PSB: – Inspector! Isto são colónias de fungos, é diferente. Com um bocadinho de alho, mostarda e açafrão dá uma pasta mesmo boa para barrar no pão.

IA: – Nesse pão cheio de bolor!??

PSB: – Também pode ser, mas este pão é mais caro porque tem mais proteínas. Este tipo de bolores é muito nutritivo sabe.

IA: – Ai é?!…  então e estas moscas todas na carne? Não me diga que isto não é falta de higiene!

PSB: – Digo pois! A isto chama-se boa gerência, assim é que é. Agente espera que a carne acumule moscas para elas desenvolverem larvas. Depois metade da carne é servida como lombinhos da vazia com puré de moscas e o que sobra vai para a bolonhesa. É que entretanto as larvas já foram mastigando a carne, ela já vai meio picada. E ao mesmo tempo as larvas já parecem uma espécie daqueles fios de carne picada, nem se dá conta. Pimba, metade do trabalho já foi feito pela própria comida. Nós aqui estamos a apostar muito nos super-alimentos.

IA: – Hmm…ok… tudo bem então. Olhe, eu já petiscava. Fazem caracóis?

PSB: – Caracóis?! Mas somos alguns animais ou quê!? Esse bicho larga ranho. Julga que somos alguns porcos nesta cozinha?

IA: – Peço desculpa, não queria ofender… Eu escolho do menu então… podem ser estas baratas à bulhão pato?

PSB: – Pode sim. Prefere bem passadas ou crocantes por fora e tipo gema de ovo estrelado por dentro?

Estão a ver? A ASAE assim vai ter mais dificuldade em distinguir casos em que o estabelecimento é gourmet ou em que é só badalhoco. É a paga por terem andado estes anos todos a serem demasiado picuinhas. Agora cortam-lhes no ganha pão. Ou pelo menos o ganha pão passa a ter mais bolor.

Outra coisa que vai mudar com isto tudo é a maneira como as pessoas vão poder reclamar nos estabelecimentos de restauração. Se dantes fazia sentido dizer: “Olhe, faz favor. Tenho uma mosca na sopa.”, agora as pessoas vão poder reclamar: “Olhe, onde é que estão as moscas da minha sopa?” Outra coisa gira para dizer pode ser: “Olhe lamento, mas encontrei um cabelo na mosca da minha sopa, e isto é inadmissível! Que nojo.”

Também se poderá inovar na arte do empratamento. Por exemplo no caldo verde. Eucaldoverde
pessoalmente gosto muito, mas é muito parado. Em vez de ter aquela rodela de chouriço mortiça, podia-se substituí-la por lagartas da couve. Nem era preciso lavar a couve, até se tornava mais prático. E assim tínhamos um caldo verde mais interactivo, com uma lagarta ainda viva a tentar vir cá para fora. E não me digam que isso seria desumano porque os caracóis também são confeccionados vivos, tal como já se falou aqui, e ninguém quer saber.
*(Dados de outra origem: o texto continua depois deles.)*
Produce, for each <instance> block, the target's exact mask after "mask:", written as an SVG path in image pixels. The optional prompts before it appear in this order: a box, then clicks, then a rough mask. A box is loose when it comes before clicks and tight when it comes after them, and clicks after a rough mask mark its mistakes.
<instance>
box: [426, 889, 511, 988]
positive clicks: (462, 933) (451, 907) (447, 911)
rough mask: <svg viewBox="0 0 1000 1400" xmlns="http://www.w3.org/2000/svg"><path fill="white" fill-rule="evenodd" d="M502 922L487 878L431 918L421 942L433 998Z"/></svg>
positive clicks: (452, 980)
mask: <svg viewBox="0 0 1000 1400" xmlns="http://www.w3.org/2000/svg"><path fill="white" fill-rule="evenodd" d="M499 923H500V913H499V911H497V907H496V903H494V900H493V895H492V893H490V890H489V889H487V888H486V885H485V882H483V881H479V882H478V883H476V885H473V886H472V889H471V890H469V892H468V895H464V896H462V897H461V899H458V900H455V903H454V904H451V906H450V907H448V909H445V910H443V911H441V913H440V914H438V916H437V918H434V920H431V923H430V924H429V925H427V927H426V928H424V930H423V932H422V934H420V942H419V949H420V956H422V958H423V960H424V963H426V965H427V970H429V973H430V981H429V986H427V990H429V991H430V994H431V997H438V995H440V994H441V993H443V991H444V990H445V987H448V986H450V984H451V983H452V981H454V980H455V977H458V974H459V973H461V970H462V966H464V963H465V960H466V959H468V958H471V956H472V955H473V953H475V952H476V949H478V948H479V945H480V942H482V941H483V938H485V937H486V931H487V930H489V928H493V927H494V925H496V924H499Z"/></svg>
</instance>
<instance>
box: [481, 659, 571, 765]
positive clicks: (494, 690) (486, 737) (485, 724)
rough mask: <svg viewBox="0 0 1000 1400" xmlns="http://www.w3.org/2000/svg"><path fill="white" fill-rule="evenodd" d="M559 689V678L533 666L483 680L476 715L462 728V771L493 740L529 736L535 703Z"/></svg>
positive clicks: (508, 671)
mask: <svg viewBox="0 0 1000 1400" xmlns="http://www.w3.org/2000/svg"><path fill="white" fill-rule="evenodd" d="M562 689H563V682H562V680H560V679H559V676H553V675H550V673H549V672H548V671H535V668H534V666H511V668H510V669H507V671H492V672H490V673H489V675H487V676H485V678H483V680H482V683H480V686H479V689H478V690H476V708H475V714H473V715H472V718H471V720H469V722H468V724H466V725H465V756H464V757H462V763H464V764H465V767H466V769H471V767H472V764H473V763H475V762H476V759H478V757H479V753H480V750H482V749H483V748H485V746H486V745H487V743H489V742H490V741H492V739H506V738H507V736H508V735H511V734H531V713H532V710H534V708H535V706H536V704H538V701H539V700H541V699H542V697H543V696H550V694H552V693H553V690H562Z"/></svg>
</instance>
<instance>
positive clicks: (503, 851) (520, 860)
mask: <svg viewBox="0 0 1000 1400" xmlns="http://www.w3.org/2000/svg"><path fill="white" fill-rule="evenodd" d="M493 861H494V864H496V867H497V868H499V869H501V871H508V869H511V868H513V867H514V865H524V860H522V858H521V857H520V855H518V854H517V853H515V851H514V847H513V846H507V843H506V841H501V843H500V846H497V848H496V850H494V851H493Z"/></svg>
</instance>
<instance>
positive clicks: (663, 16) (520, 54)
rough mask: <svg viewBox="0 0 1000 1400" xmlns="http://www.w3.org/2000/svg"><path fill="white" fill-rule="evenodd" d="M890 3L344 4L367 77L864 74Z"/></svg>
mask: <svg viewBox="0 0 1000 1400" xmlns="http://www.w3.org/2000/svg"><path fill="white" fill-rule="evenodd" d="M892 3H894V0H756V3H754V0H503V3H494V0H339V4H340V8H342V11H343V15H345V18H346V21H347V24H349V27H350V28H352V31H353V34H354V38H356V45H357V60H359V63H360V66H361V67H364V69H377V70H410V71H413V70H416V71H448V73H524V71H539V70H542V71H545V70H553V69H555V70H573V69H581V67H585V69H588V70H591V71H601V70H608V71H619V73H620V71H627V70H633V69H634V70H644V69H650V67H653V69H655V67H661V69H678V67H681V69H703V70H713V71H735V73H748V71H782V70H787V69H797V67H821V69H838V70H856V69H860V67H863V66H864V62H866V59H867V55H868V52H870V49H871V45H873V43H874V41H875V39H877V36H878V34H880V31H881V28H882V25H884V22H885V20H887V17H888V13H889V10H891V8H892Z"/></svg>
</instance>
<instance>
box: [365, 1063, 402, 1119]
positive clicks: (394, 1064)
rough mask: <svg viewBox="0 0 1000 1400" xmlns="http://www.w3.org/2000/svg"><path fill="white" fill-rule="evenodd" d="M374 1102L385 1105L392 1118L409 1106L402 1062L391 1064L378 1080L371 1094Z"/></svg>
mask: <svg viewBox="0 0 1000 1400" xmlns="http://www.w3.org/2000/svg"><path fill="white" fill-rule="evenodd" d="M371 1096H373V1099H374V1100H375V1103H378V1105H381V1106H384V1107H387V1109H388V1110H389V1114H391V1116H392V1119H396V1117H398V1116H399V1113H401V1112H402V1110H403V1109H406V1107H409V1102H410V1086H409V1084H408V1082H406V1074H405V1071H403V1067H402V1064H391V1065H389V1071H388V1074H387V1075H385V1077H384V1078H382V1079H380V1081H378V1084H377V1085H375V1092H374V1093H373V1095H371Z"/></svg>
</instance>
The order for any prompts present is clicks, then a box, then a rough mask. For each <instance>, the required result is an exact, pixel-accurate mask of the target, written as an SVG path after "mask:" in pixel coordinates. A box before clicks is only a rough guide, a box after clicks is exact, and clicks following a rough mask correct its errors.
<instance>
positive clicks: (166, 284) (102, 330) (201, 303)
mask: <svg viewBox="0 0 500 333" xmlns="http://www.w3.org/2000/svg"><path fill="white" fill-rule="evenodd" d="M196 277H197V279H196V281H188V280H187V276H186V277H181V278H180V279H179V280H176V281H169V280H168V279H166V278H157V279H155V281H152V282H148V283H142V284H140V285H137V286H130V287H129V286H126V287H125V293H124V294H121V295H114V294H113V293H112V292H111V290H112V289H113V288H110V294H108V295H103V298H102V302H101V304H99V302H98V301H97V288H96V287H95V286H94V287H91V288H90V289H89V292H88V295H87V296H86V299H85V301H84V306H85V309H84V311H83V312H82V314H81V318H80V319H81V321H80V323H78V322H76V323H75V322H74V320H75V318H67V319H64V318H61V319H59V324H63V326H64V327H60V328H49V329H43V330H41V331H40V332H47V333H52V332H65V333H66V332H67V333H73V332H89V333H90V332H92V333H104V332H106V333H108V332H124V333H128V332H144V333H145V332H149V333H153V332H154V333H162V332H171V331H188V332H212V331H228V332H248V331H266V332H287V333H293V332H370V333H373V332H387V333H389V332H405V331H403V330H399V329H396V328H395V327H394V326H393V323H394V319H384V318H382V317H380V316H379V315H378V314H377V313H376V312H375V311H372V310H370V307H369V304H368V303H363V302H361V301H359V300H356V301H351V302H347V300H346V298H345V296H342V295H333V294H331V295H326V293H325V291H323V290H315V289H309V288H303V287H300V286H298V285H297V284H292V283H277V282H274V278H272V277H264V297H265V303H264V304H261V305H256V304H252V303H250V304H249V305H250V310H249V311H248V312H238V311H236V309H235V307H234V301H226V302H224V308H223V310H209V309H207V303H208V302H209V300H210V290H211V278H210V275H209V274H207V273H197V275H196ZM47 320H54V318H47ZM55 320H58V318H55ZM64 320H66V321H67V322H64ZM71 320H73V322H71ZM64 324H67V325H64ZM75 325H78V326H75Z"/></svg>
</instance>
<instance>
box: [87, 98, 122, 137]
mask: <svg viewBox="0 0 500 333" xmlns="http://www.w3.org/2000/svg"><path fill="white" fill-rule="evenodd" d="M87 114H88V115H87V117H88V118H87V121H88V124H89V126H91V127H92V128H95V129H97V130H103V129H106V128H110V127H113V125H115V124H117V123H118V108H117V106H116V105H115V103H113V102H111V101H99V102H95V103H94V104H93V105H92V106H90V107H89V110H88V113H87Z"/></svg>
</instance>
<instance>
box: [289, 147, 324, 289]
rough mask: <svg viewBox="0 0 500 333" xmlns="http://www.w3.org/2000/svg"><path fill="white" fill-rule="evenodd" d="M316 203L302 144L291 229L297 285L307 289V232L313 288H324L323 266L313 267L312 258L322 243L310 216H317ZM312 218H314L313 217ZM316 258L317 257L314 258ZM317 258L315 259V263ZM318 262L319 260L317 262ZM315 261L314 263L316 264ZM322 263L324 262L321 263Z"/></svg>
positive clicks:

Tudo isto me parece muito bem, no entanto poderá ter as suas desvantagens. Especialmente para o dia de hoje, dia de Halloween. Penso que esta alteração levada a cabo pelo parlamento europeu poderá acabar com o dia das bruxas. É que elas fazem aquela macumba no caldeirão muito à base de coisas que brevemente já será normal comer, e nesse caso, qualquer dia deixam de ser bruxas e passam só a ser cozinheiras muito velhas. É mau para o negócio. Espero que o parlamento europeu um dia não se lembre de reciclar lençóis esburacados, senão os fantasmas estão lixados.